Vincent est un jeune Québécois à la recherche de son frère Antoine dont il n’a plus de nouvelles depuis un an. Sachant que son frère s’était installé au Portugal, il se rend à Lisbonne en compagnie de sa petite amie prénommée Nina. Cette dernière connaît bien la ville et parle parfaitement le portugais, contrairement à Vincent qui ne parle pas la langue et se perd dans le dédale des rues lisboètes. La recherche s’annonce d’emblée difficile car Vincent ne possède comme point de départ que les adresses de retour écrites sur les lettres que son frère lui envoyait. Le lecteur suit en parallèle une autre enquête. Celle mené par Gil, un détective privé qui a pour mission de retrouver un pistolet pour le compte d’un chef de bande. Ce pistolet a disparu lors d’une rixe et Gil doit démêler le vrai du faux dans son enquête.

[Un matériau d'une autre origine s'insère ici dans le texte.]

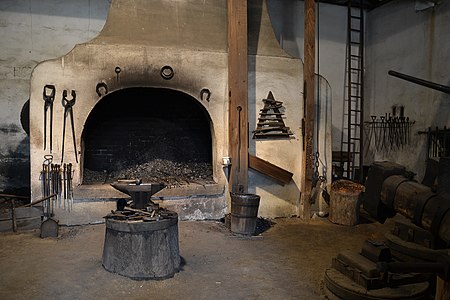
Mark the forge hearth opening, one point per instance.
(156, 134)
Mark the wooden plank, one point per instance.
(309, 107)
(238, 94)
(22, 224)
(280, 175)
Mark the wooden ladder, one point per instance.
(352, 129)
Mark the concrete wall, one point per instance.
(417, 44)
(32, 31)
(288, 21)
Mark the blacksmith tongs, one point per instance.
(68, 109)
(48, 96)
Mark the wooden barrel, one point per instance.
(345, 202)
(142, 250)
(244, 213)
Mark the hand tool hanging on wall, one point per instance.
(67, 186)
(48, 96)
(388, 133)
(68, 110)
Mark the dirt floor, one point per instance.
(285, 262)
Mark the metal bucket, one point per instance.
(244, 213)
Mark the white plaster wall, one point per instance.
(283, 77)
(32, 31)
(417, 44)
(288, 21)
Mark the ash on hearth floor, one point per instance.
(159, 170)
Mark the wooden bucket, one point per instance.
(244, 213)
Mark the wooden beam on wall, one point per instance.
(238, 94)
(309, 105)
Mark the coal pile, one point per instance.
(158, 170)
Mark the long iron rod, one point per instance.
(426, 83)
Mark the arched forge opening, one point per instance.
(154, 134)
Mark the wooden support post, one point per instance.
(238, 94)
(309, 107)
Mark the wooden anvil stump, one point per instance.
(142, 250)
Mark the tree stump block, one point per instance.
(344, 202)
(142, 250)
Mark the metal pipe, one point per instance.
(426, 83)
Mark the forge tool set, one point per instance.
(388, 133)
(56, 180)
(48, 95)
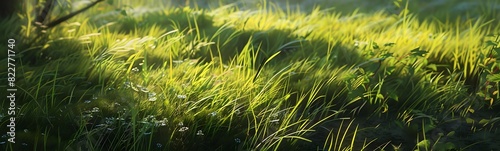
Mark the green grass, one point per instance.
(263, 75)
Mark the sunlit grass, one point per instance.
(130, 75)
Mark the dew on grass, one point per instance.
(182, 129)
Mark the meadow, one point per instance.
(255, 75)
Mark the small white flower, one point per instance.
(213, 114)
(135, 69)
(200, 133)
(181, 96)
(182, 129)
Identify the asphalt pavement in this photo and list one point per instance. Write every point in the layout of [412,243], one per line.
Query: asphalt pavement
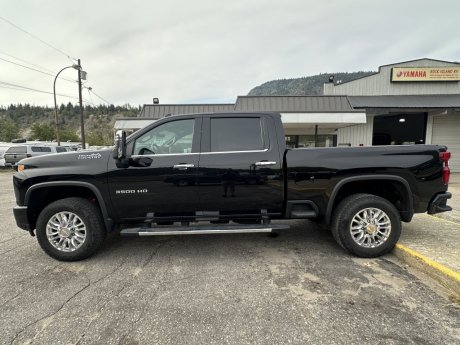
[297,288]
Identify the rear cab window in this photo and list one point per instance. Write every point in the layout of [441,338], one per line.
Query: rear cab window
[236,134]
[17,149]
[40,149]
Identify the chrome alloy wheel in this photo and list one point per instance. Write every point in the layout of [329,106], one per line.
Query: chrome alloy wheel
[66,231]
[370,227]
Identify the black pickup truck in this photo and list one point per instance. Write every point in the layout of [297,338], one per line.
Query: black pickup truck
[225,173]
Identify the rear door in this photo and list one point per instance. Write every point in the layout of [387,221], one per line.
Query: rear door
[240,169]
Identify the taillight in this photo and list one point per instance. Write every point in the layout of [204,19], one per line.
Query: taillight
[445,156]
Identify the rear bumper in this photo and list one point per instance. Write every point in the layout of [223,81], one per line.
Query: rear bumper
[20,215]
[439,203]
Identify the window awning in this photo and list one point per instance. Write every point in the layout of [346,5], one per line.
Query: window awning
[324,120]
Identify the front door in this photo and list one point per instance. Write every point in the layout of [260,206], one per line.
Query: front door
[161,178]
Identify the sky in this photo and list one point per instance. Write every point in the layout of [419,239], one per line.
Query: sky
[207,51]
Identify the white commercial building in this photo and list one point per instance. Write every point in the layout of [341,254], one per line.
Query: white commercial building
[407,103]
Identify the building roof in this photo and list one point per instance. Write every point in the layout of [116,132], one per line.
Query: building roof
[296,104]
[406,101]
[283,104]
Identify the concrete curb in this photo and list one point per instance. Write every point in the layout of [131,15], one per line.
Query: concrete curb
[442,274]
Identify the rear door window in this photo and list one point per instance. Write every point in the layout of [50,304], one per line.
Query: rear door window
[60,149]
[17,149]
[40,149]
[236,134]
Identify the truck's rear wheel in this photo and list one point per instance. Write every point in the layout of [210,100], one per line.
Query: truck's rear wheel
[366,225]
[70,229]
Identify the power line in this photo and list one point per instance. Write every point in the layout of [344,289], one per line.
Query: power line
[36,70]
[27,62]
[21,87]
[53,73]
[37,38]
[24,88]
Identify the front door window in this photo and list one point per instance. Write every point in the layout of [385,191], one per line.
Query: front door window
[173,137]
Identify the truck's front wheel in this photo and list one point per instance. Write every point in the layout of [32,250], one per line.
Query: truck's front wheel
[70,229]
[366,225]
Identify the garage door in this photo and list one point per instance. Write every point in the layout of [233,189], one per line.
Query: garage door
[446,131]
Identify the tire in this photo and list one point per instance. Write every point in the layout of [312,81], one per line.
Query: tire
[70,229]
[366,225]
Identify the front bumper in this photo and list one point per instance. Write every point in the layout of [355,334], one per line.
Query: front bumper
[20,215]
[439,203]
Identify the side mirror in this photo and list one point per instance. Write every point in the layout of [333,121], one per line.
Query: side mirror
[120,145]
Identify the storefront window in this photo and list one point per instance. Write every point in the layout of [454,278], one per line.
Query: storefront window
[323,140]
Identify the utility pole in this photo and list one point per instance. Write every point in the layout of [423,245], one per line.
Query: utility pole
[82,123]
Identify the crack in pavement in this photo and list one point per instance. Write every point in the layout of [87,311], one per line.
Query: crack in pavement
[50,315]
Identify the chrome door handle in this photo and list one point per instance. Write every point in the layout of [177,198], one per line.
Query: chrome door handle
[264,163]
[183,166]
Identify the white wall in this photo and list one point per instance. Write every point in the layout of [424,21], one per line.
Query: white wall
[356,135]
[380,84]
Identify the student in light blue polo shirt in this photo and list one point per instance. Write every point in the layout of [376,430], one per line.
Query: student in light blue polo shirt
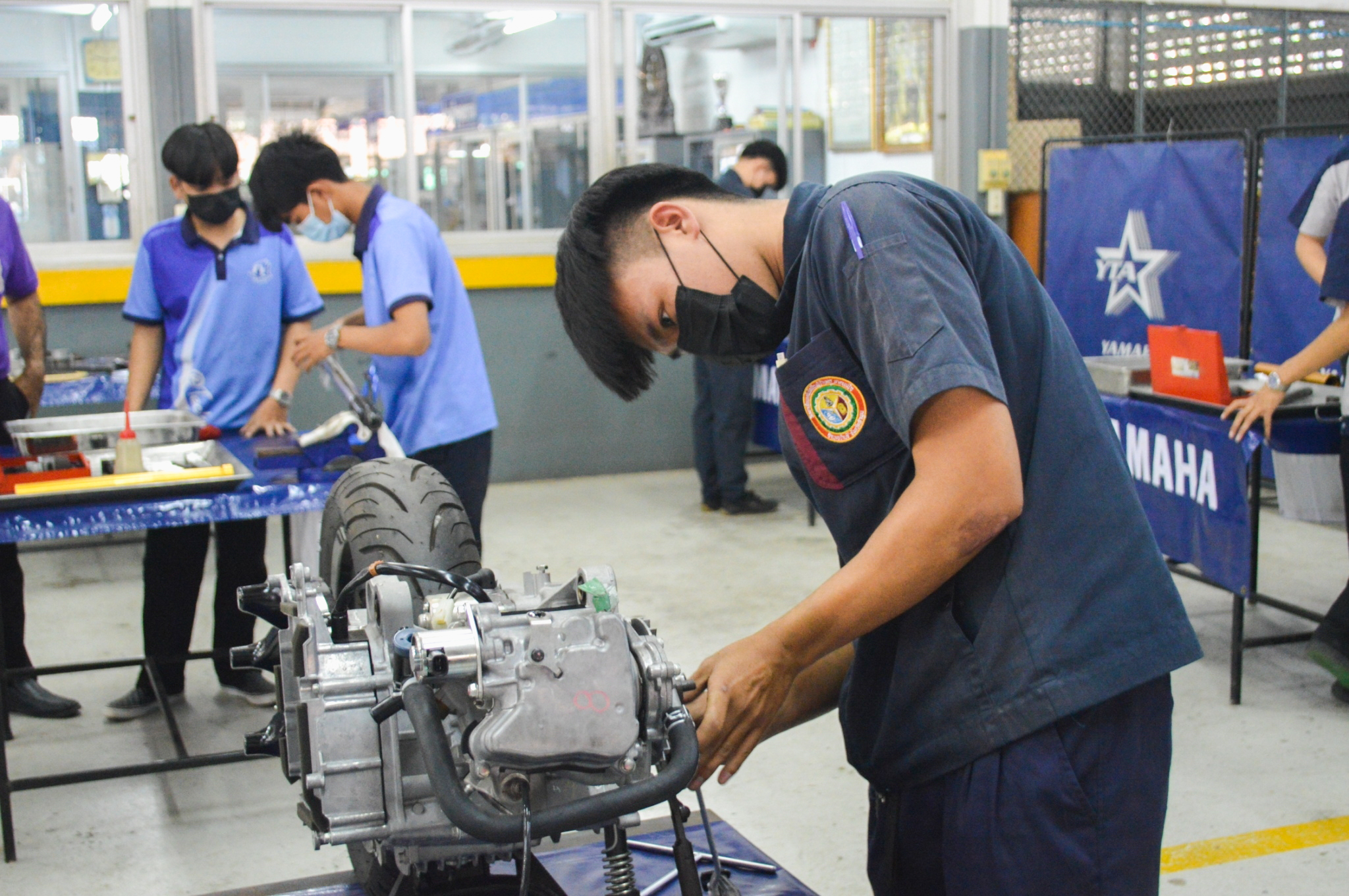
[213,300]
[414,319]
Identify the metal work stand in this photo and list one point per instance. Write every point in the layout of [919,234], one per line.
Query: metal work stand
[1252,597]
[182,758]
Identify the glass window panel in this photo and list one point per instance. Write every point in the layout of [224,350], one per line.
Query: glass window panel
[64,166]
[485,80]
[707,85]
[329,74]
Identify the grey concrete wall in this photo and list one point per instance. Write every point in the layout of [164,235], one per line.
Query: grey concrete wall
[556,419]
[982,101]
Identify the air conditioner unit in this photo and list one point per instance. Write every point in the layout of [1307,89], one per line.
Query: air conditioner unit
[663,33]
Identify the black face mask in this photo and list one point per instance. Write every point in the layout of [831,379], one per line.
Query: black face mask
[215,208]
[744,325]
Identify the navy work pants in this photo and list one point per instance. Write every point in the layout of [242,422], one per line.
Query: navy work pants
[1074,808]
[1336,627]
[466,465]
[176,560]
[723,415]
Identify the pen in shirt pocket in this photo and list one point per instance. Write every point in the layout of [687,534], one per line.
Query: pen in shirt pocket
[853,234]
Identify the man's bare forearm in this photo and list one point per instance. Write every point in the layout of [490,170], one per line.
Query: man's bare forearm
[288,372]
[815,691]
[30,330]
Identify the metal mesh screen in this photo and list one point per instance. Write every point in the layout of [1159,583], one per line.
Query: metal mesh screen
[1077,69]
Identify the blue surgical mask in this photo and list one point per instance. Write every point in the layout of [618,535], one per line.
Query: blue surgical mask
[320,232]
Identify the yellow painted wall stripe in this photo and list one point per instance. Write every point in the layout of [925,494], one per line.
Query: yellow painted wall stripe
[1267,843]
[332,278]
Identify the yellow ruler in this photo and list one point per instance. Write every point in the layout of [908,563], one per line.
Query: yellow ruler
[118,480]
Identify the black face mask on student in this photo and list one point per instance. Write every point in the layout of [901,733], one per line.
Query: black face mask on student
[215,208]
[741,327]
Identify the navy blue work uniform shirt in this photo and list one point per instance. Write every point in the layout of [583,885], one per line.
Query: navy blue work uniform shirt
[1066,608]
[1323,212]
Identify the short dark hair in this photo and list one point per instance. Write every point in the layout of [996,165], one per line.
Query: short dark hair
[773,153]
[284,171]
[586,255]
[202,154]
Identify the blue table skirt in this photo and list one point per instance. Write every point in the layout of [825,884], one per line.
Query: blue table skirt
[96,388]
[274,492]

Démêler le vrai du faux, c’est aussi ce que devra faire le lecteur de Nina. Les paragraphes s’enchaînent sans qu’on sache toujours qui est le narrateur : tantôt un narrateur omniscient mais qui entre parfois dans l’histoire, parfois un récit à la première personne dont on doit deviner de qui il émane. Ce roman est véritablement déroutant : narrateurs multiples, histoires en parallèle, flash-backs, homonymes… Je me suis demandé plusieurs fois mais à quel moment de l’histoire sommes-nous ? qui parle ? de quoi et de qui parle-t-il ? Le lâcher prise est indispensable pour entrer dans l’univers si particulier de Patrice Lessard. Ceux qui ont aimé le sermon aux poissons sont assurés d’aimer Nina. Ils ont retrouveront des personnages du premier roman, se perdront dans les noms des quartiers et des rues de Lisbonne et liront un texte encore une fois agrémenté de phrases en portugais. Et pour vous dire à quel point Patrice Lessard est joueur, une des scènes finales de Nina est évoquée au début du sermon aux poissons. C’est d’autant plus fou qu’on suppose que le sermon aux poissons est censé se passer avant Nina car l’Antoine du premier roman doit être celui qui est recherché dans le deuxième. Petite incohérence tout de même que j’ai relevé : s’il s’agit bien de la même scène, Nina mentionne le quatrième étage de l’immeuble alors que dans le sermon il s’agit du troisième. Mais s’agit-il bien de la même scène ? Le doute est omniprésent…

Avez-vous remarqué que l’on retrouve Le Sermon aux Poissons sur la couverture de Nina ?

Cette lecture a été faite dans le cadre de la Recrue du mois dans la rubrique Suivi de recrues.